Uwielbiam czytać recenzje na lubimyczytac.pl. Uwielbiam czytać recenzje ważnych książek pisanych przez młodych czytelników, którzy stawiają naiwne pytania, banalne tezy, dziwne spostrzeżenia. Zastanawiam się wtedy dlaczego, młody człowiek tak mógł to odebrać. Podczas mojej podróży w przeszłość sięgnąłem do Buszującego w zbożu. Opisałem próbę przypomnienia sobie własnej reakcji na tę książkę jako nastolatek i po ponownej lekturze, jako dojrzały facet. Przegrała, mimo uwielbienia dla innych książek J.D. Salingera. Fanpage dla beki linkuje opinie jakiegoś młodziana „nuda, nuda, nuda. Przed przeczytaniem spodziewałem się czegoś ciekawszego, a dostałem flaki z olejem”. No! Młody wyraził swoją opinię. Ale oczywiście nie powinien, bo powinien być nauczony, że literatura ma zachwycać. A tu nie zachwyca.

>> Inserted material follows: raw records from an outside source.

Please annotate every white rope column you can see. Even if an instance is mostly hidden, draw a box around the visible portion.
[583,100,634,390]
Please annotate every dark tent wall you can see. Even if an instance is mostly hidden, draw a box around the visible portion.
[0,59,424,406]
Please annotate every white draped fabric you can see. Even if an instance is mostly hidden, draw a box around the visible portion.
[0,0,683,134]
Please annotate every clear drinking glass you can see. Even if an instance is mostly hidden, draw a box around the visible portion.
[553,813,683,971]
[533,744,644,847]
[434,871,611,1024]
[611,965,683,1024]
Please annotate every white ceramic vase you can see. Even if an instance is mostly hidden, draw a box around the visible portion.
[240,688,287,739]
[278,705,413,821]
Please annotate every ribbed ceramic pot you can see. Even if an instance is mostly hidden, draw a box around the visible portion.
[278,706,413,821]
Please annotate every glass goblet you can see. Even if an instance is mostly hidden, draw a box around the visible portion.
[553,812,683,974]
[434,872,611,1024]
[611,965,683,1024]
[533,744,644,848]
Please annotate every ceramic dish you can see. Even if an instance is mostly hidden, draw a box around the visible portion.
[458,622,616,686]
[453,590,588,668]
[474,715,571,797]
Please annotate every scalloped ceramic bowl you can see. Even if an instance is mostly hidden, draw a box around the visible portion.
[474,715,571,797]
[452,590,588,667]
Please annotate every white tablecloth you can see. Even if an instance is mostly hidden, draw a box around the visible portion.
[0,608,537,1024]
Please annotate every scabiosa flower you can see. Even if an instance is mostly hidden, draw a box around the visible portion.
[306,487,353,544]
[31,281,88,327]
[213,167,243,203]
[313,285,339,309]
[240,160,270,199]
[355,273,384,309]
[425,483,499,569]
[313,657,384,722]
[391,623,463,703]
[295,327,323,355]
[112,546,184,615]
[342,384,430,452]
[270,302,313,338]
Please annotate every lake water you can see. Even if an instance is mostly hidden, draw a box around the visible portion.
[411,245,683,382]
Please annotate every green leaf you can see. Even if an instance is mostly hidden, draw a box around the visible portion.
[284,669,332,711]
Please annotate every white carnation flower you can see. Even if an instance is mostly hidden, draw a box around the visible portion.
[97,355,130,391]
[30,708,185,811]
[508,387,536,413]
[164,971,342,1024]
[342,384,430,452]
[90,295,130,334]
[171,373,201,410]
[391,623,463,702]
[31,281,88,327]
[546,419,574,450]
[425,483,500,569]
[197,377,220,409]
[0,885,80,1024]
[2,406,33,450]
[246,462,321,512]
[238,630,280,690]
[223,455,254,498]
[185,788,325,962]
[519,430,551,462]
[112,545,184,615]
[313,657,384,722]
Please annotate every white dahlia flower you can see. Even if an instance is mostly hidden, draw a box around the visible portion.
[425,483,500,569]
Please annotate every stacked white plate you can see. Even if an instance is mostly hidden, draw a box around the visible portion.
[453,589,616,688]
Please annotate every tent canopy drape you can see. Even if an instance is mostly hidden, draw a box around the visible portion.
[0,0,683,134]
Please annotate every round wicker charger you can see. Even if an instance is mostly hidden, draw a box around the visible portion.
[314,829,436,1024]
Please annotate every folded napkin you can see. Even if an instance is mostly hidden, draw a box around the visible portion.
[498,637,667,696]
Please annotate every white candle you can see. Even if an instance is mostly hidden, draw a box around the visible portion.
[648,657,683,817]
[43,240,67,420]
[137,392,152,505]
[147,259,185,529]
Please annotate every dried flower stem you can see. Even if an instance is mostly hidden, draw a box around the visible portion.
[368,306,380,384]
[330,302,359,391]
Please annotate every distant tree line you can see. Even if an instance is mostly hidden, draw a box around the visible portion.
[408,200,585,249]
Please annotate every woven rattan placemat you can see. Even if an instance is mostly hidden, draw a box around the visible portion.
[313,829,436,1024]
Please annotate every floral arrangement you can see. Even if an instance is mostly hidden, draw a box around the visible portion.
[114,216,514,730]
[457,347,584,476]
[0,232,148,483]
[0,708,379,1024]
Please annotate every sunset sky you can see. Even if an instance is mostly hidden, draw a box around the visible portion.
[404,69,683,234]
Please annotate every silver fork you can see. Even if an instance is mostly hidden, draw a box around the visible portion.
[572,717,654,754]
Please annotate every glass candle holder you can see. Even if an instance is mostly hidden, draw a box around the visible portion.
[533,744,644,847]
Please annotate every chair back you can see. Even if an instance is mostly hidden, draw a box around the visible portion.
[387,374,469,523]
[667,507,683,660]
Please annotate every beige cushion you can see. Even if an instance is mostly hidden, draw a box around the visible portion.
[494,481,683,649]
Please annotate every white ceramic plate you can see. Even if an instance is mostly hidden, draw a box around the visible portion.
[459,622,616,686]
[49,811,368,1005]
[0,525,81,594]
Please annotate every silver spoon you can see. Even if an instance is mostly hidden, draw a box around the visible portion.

W genialnym Pięknym stylu Steven Pinker pisze o przekleństwie wiedzy.

Nazwijmy to klątwą wiedzy. To trudność w wyobrażeniu sobie, jak to jest, gdy ktoś nie wie tego, co my wiemy.  […]
Klątwa ta dotyka dorosłych zwłaszcza wtedy, gdy próbują oszacować wiedzę i umiejętności innych.

W przypadku osoby związanej zawodowo ze światem recenzencko-literackim mamy do czynienia z klątwą wiedzy w cudownym wręcz wymiarze. Dodajmy do tego arogancję. Dodajmy do tego postawienie się wyżej. A później dziwmy się, że nie ma u nas dyskusji o książce. Dyskusji o emocjach, jakie wywołuje, a nie rozważań na wyżynach. Dziwmy się, że ludzie boją się na wykładach wyrazić swoją opinię. Na prowadzonych zajęciach muszę na siłę wyciągać z ludzi ich własne zdanie.

No proszę dla beki osoba związana zawodowo, cytuje:

„Juliusz Słowacki, „Balladyna”, 4/10
„wszystko wskazuje na jakieś używki”

No tak. Czyści, nieskazitelni wieszcze. Narodowe skarby. To z takim podejściem próbował się rozprawić Boy-Żeleński w Brązownikach.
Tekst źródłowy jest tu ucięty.